The federal court complex in lower Manhattan has no phone service or computer network and is just blocks from the ruins of the World Trade Center. But behind locked doors, hearings are being conducted in the case of America's deadliest terror attack.
Just a few courtrooms in the complex are functional. Armed federal agents patrol the grounds, and the heavily fortified buildings are open only to court employees and lawyers. Steel barricades designed to stop trucks going 130kph are set up.
Trials have been suspended. The few hearings that take place include the cases of four men arrested on material-witness warrants in connection with the terrorism investigation.
Investigators believe that the men have links to the suicide hijackers and that they may flee. Holding them allows investigators to secure their testimony before a grand jury.
Court sources, who spoke on condition of anonymity, confirmed that some of the men made appearances before US District Judge Michael Mukasey, the court's chief judge.
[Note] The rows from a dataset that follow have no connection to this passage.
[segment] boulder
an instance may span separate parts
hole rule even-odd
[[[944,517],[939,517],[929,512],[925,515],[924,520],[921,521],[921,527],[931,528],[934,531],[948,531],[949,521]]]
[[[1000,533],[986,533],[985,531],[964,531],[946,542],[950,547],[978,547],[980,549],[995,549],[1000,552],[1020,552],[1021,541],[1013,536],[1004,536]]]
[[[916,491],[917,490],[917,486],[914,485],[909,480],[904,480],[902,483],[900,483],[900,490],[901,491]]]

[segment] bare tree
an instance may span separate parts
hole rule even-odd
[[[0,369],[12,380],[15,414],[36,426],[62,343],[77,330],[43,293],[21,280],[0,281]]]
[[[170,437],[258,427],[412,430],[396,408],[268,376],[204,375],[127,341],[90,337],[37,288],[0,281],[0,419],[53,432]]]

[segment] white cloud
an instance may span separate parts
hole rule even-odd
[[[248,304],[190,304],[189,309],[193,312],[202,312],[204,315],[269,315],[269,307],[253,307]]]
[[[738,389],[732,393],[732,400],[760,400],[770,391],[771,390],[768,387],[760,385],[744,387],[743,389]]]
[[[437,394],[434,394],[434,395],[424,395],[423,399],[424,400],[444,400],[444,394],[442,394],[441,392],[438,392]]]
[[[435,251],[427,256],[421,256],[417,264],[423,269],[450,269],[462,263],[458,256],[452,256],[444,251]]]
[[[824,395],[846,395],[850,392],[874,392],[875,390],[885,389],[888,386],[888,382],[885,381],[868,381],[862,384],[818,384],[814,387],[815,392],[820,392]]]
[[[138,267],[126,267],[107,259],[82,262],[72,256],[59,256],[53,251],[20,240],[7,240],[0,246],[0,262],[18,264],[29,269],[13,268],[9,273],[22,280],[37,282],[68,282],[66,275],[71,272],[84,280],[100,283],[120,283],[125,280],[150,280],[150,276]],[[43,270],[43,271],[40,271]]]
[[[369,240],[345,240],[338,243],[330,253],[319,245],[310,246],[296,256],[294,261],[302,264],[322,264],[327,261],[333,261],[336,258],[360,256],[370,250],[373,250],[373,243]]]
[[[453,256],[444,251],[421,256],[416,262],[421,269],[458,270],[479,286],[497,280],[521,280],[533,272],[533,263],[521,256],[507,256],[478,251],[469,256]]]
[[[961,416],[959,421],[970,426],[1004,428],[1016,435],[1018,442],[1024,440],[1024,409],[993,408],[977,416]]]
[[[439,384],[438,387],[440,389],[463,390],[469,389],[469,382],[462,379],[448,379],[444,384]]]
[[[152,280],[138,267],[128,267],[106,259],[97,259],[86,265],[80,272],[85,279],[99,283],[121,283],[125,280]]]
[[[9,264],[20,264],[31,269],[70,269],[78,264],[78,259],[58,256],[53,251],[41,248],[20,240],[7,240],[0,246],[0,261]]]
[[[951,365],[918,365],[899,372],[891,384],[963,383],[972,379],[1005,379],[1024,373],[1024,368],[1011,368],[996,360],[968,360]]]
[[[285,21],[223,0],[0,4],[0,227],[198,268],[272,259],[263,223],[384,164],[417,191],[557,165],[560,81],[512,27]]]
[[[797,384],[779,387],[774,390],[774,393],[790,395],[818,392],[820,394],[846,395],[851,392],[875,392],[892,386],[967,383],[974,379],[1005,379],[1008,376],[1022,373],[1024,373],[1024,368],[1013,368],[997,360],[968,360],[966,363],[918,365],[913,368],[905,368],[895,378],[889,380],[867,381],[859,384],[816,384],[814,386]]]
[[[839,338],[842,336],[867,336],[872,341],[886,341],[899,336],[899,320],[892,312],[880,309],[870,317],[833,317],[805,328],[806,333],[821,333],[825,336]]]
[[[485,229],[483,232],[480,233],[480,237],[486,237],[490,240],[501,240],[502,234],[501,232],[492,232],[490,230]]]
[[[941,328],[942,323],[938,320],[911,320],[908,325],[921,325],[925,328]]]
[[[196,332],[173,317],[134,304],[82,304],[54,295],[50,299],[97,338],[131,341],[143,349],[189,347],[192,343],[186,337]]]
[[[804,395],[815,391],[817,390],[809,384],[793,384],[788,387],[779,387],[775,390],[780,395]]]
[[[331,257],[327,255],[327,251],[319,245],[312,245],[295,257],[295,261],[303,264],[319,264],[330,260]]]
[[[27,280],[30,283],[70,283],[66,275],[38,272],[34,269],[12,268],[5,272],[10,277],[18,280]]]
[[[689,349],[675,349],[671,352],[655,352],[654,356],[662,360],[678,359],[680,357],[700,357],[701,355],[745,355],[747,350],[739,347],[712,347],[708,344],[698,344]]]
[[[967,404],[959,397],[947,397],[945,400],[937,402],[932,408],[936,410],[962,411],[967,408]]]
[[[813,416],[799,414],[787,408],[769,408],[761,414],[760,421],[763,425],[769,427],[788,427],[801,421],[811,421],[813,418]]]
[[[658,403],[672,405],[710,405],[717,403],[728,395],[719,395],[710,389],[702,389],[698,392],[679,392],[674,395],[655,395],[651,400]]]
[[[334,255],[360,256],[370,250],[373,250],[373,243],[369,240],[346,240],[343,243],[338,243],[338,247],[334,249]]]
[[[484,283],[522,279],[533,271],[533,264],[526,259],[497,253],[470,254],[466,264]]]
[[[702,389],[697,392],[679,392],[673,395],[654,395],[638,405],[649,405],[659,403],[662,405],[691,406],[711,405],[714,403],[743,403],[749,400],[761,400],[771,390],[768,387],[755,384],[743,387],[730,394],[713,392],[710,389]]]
Mukasey has been under constant armed protection since 1993, when he began presiding over the case of Sheik Omar Abdel-Rahman, a blind Egyptian cleric, and his followers.
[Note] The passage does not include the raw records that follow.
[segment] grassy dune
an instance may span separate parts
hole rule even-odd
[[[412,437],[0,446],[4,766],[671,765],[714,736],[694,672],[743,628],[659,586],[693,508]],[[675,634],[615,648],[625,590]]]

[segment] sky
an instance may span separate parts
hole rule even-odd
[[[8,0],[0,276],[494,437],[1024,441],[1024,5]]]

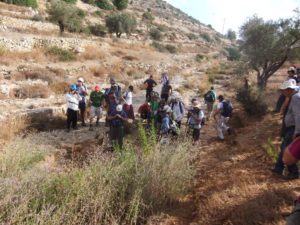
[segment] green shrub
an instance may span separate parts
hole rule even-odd
[[[22,5],[22,6],[32,7],[32,8],[37,8],[38,6],[36,0],[0,0],[0,1],[8,4]]]
[[[73,52],[56,46],[49,47],[46,51],[46,54],[57,56],[60,61],[72,61],[76,59]]]
[[[238,61],[241,58],[241,53],[237,48],[226,48],[228,52],[228,60],[230,61]]]
[[[206,41],[206,42],[211,42],[210,35],[208,33],[202,33],[200,36]]]
[[[152,22],[152,21],[154,20],[154,16],[152,15],[151,12],[148,11],[148,12],[145,12],[145,13],[143,14],[143,19]]]
[[[3,45],[0,45],[0,56],[4,56],[6,52],[7,49]]]
[[[197,55],[195,56],[195,60],[196,60],[197,62],[202,62],[204,59],[205,59],[205,56],[204,56],[204,55],[197,54]]]
[[[123,10],[127,8],[128,0],[113,0],[113,4],[118,10]]]
[[[108,0],[95,0],[96,6],[104,10],[113,10],[114,6]]]
[[[177,48],[176,48],[176,46],[174,46],[174,45],[169,45],[169,44],[167,44],[167,45],[165,46],[165,48],[167,49],[168,52],[170,52],[170,53],[172,53],[172,54],[177,53]]]
[[[102,17],[103,13],[100,10],[97,10],[97,11],[94,12],[94,15]]]
[[[59,26],[61,33],[65,29],[70,32],[82,31],[82,20],[85,17],[85,13],[76,6],[61,0],[54,0],[48,8],[48,13],[48,19]]]
[[[35,14],[35,15],[31,18],[31,20],[33,20],[33,21],[40,21],[40,22],[45,21],[44,17],[43,17],[42,15],[40,15],[40,14]]]
[[[159,41],[161,39],[161,32],[156,28],[151,28],[150,37],[156,41]]]
[[[169,30],[169,28],[165,25],[157,25],[157,29],[161,32],[167,32]]]
[[[107,29],[102,24],[90,25],[89,30],[91,34],[99,37],[104,37],[106,35]]]
[[[67,3],[70,3],[70,4],[75,4],[77,2],[77,0],[63,0]]]
[[[249,116],[261,117],[268,111],[268,105],[262,91],[255,88],[240,88],[237,90],[236,97]]]
[[[118,38],[122,33],[131,34],[136,29],[136,19],[127,13],[117,13],[106,18],[106,27],[110,33],[115,33]]]
[[[189,34],[187,34],[187,37],[188,37],[190,40],[196,40],[196,39],[198,39],[197,35],[195,35],[194,33],[189,33]]]
[[[166,47],[159,42],[153,41],[151,44],[154,48],[156,48],[160,52],[166,52]]]

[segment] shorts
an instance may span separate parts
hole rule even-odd
[[[96,116],[97,117],[101,117],[102,116],[102,109],[101,109],[101,107],[91,106],[90,117],[94,118]]]
[[[78,105],[78,108],[80,110],[85,110],[86,109],[86,103],[85,103],[85,101],[80,101],[79,105]]]
[[[287,225],[299,225],[300,221],[300,203],[295,205],[292,214],[287,219]]]
[[[300,138],[294,140],[288,147],[290,153],[296,158],[300,159]]]

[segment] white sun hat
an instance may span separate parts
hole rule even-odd
[[[78,78],[78,81],[84,83],[84,79],[83,79],[82,77],[79,77],[79,78]]]
[[[296,85],[296,81],[294,79],[289,79],[287,81],[284,81],[283,84],[280,86],[280,90],[286,90],[286,89],[297,89],[298,86]]]
[[[123,109],[123,106],[121,104],[117,105],[117,108],[116,108],[117,112],[121,112],[122,109]]]

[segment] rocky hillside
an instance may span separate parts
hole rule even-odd
[[[47,20],[47,2],[38,3],[37,9],[0,3],[2,119],[11,112],[51,116],[62,112],[63,94],[79,76],[89,88],[95,83],[105,87],[107,78],[114,76],[123,87],[134,84],[138,89],[148,73],[205,74],[226,60],[224,49],[231,44],[161,0],[132,1],[124,11],[134,15],[137,29],[121,38],[107,32],[60,35],[58,26]],[[105,26],[106,16],[115,13],[82,1],[76,6],[86,14],[86,27]],[[145,20],[146,12],[151,22]],[[151,29],[159,30],[159,40],[153,40]]]

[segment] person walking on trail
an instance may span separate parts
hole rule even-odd
[[[114,78],[110,78],[109,82],[110,88],[105,90],[105,101],[107,105],[114,104],[115,102],[119,104],[122,97],[121,87]]]
[[[204,95],[204,102],[206,104],[206,110],[207,110],[207,120],[210,119],[215,101],[217,99],[216,92],[214,91],[214,87],[211,87],[208,92]]]
[[[78,78],[77,80],[77,92],[81,96],[81,101],[79,102],[80,117],[82,126],[85,127],[86,96],[88,95],[88,93],[87,88],[84,85],[84,79],[82,77]]]
[[[218,101],[213,118],[217,122],[218,137],[224,140],[224,131],[227,131],[229,135],[231,134],[231,129],[227,124],[231,117],[233,106],[230,101],[224,99],[223,95],[218,96]]]
[[[181,127],[181,121],[184,117],[185,114],[185,108],[184,108],[184,104],[181,101],[180,97],[175,97],[172,101],[171,101],[171,109],[173,111],[174,114],[174,119],[175,122],[177,123],[178,128]]]
[[[296,138],[285,150],[283,161],[287,166],[295,165],[300,161],[300,138]],[[287,218],[287,225],[300,224],[300,196],[295,201],[295,207],[291,215]]]
[[[142,104],[138,109],[138,113],[140,114],[141,119],[146,120],[147,123],[149,123],[151,119],[150,103],[146,101]]]
[[[170,82],[167,81],[161,89],[161,99],[164,99],[165,102],[168,102],[168,99],[170,97],[170,95],[172,94],[172,86],[170,85]]]
[[[155,80],[153,80],[153,75],[150,75],[144,84],[146,85],[146,101],[150,102],[153,88],[157,85]]]
[[[110,138],[113,147],[122,148],[124,138],[124,123],[128,120],[121,104],[117,105],[107,116],[110,127]]]
[[[123,94],[123,99],[125,104],[123,105],[124,111],[127,113],[128,118],[134,120],[134,111],[132,106],[132,97],[133,97],[133,86],[130,85],[128,90]]]
[[[160,83],[164,86],[167,82],[169,82],[169,76],[167,73],[162,73],[160,78]]]
[[[79,102],[82,97],[77,92],[76,84],[70,86],[70,92],[66,94],[67,101],[67,132],[70,132],[71,126],[77,130],[77,113],[79,110]]]
[[[191,129],[193,142],[197,143],[200,140],[200,130],[202,128],[202,121],[204,119],[201,105],[196,99],[192,99],[192,107],[188,112],[188,128]]]
[[[296,68],[293,66],[290,67],[287,71],[287,80],[291,80],[292,82],[295,82],[295,85],[299,83],[298,75],[296,73]],[[283,113],[285,111],[285,108],[287,107],[287,104],[289,102],[289,99],[287,99],[283,94],[281,94],[277,100],[276,107],[275,107],[275,112]]]
[[[90,94],[90,130],[93,130],[93,119],[96,117],[96,126],[99,126],[99,120],[102,116],[102,103],[104,100],[104,94],[100,91],[100,86],[96,85],[95,90]]]
[[[282,160],[285,148],[292,143],[293,139],[300,136],[300,93],[296,91],[297,86],[292,80],[285,81],[280,90],[282,94],[289,99],[287,110],[283,116],[282,136],[283,140],[280,146],[280,153],[277,157],[276,164],[272,169],[275,174],[282,175],[284,163]],[[288,175],[285,179],[298,179],[299,171],[296,164],[287,167]]]

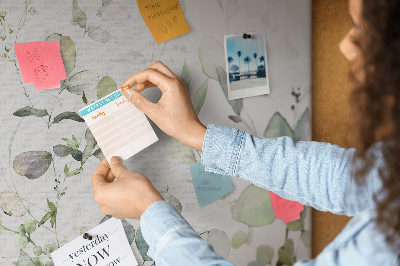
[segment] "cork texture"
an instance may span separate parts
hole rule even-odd
[[[350,63],[340,53],[339,43],[351,28],[346,0],[314,0],[313,33],[313,140],[352,147],[349,139],[351,84]],[[340,233],[349,218],[313,210],[312,256]]]

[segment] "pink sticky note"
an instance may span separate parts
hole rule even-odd
[[[271,197],[275,218],[282,219],[285,223],[300,219],[300,212],[304,210],[303,204],[281,198],[271,191],[269,196]]]
[[[33,83],[35,89],[59,88],[60,81],[67,78],[60,42],[16,43],[14,50],[24,82]]]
The sheik was tried in 1995 and sentenced to life in prison for conspiring to assassinate Egyptian President Hosni Mubarak and blow up five New York City landmarks, including the UN.
Mukasey made a return to the bench Thursday in a sealed courtroom. It was unclear what the proceedings were about. Earlier in the week, he said that no grand juries had been able to convene in Manhattan since the attack and it was unclear when they could.
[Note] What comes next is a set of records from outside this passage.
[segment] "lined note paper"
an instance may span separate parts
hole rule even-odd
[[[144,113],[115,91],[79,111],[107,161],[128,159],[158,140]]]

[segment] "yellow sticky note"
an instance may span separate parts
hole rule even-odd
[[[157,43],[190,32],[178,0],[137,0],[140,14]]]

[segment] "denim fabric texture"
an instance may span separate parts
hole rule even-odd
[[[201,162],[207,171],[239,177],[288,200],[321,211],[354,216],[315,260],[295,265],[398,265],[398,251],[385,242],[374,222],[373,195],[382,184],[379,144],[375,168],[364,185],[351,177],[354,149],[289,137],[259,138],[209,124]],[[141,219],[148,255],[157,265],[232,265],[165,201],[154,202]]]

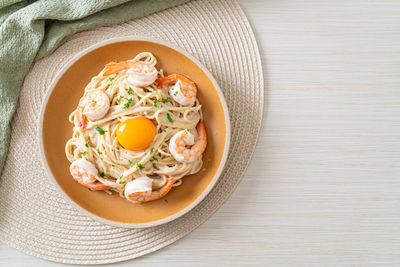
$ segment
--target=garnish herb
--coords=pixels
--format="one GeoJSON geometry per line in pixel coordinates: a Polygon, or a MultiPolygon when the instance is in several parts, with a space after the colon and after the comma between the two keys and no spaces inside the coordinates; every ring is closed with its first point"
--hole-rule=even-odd
{"type": "Polygon", "coordinates": [[[126,102],[125,105],[124,105],[125,108],[129,108],[129,106],[131,105],[131,103],[132,103],[132,98],[129,98],[129,99],[128,99],[128,102],[126,102]]]}
{"type": "Polygon", "coordinates": [[[96,127],[96,131],[98,131],[100,135],[103,135],[105,132],[107,132],[101,129],[99,126],[96,127]]]}
{"type": "Polygon", "coordinates": [[[129,90],[128,90],[128,94],[133,95],[133,90],[130,87],[129,87],[129,90]]]}
{"type": "Polygon", "coordinates": [[[113,84],[112,81],[114,80],[114,77],[110,77],[110,78],[108,78],[108,79],[110,79],[110,83],[107,84],[107,86],[110,87],[110,86],[113,84]]]}
{"type": "Polygon", "coordinates": [[[171,115],[169,115],[169,113],[167,113],[167,119],[169,120],[169,122],[173,122],[171,115]]]}
{"type": "Polygon", "coordinates": [[[85,147],[89,147],[89,142],[86,142],[85,147]]]}
{"type": "Polygon", "coordinates": [[[100,176],[101,176],[101,177],[104,177],[104,175],[105,175],[104,172],[101,172],[101,173],[100,173],[100,176]]]}
{"type": "Polygon", "coordinates": [[[152,147],[152,148],[150,149],[150,154],[153,154],[153,152],[154,152],[154,147],[152,147]]]}
{"type": "Polygon", "coordinates": [[[157,103],[159,102],[168,103],[171,102],[171,100],[169,98],[163,98],[161,100],[160,99],[153,100],[154,107],[157,107],[157,103]]]}
{"type": "MultiPolygon", "coordinates": [[[[152,159],[150,160],[150,162],[153,162],[153,161],[155,161],[155,160],[157,160],[157,157],[153,155],[153,157],[152,157],[152,159]]],[[[157,160],[157,161],[158,161],[158,160],[157,160]]]]}
{"type": "Polygon", "coordinates": [[[111,167],[115,167],[115,165],[114,165],[114,164],[111,164],[111,167]]]}
{"type": "Polygon", "coordinates": [[[143,165],[140,164],[140,163],[136,163],[136,167],[138,167],[140,170],[143,170],[143,169],[144,169],[143,165]]]}
{"type": "Polygon", "coordinates": [[[97,151],[97,154],[102,155],[103,153],[101,153],[101,151],[97,151]]]}
{"type": "Polygon", "coordinates": [[[129,164],[132,164],[132,161],[130,159],[128,159],[129,164]]]}
{"type": "Polygon", "coordinates": [[[89,191],[93,191],[92,189],[88,188],[89,191]]]}
{"type": "Polygon", "coordinates": [[[124,183],[126,183],[126,181],[122,181],[122,182],[121,182],[121,184],[124,184],[124,183]]]}
{"type": "Polygon", "coordinates": [[[85,159],[88,160],[87,157],[85,157],[85,159]]]}
{"type": "Polygon", "coordinates": [[[86,151],[79,153],[79,156],[86,155],[86,151]]]}
{"type": "Polygon", "coordinates": [[[175,93],[174,93],[174,96],[176,96],[178,94],[178,91],[176,91],[175,93]]]}
{"type": "Polygon", "coordinates": [[[117,150],[119,150],[119,147],[117,147],[117,150]]]}
{"type": "Polygon", "coordinates": [[[168,203],[168,199],[164,199],[164,201],[168,203]]]}
{"type": "Polygon", "coordinates": [[[122,95],[119,96],[119,98],[117,99],[117,102],[121,102],[121,100],[124,99],[124,97],[122,95]]]}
He extended deadlines for all court cases by 30 days, saying "extraordinary circumstances exist and that delay is indispensable to the interests of justice."
On Wednesday, two reporters were told to leave Mukasey's courtroom before he presided over one of the hearings.
Allowed to remain were two court-appointed defense attorneys, as well as two prosecutors long involved in a continuing investigation of Osama bin Laden and his al-Qaeda terrorist group.
One of the prosecutors, Kenneth Karas, just completed a case resulting in the conviction of four men in the 1998 bombing of two US embassies in Africa -- an attack allegedly ordered by bin Laden, who is also the prime suspect in last week's attacks.
Andrew Patel, one of the defense lawyers in the closed hearing, declined to comment afterward.
The material witnesses held so far could testify before a federal grand jury that was convened last week in White Plains, New York, to investigate the Sept. 11 attack.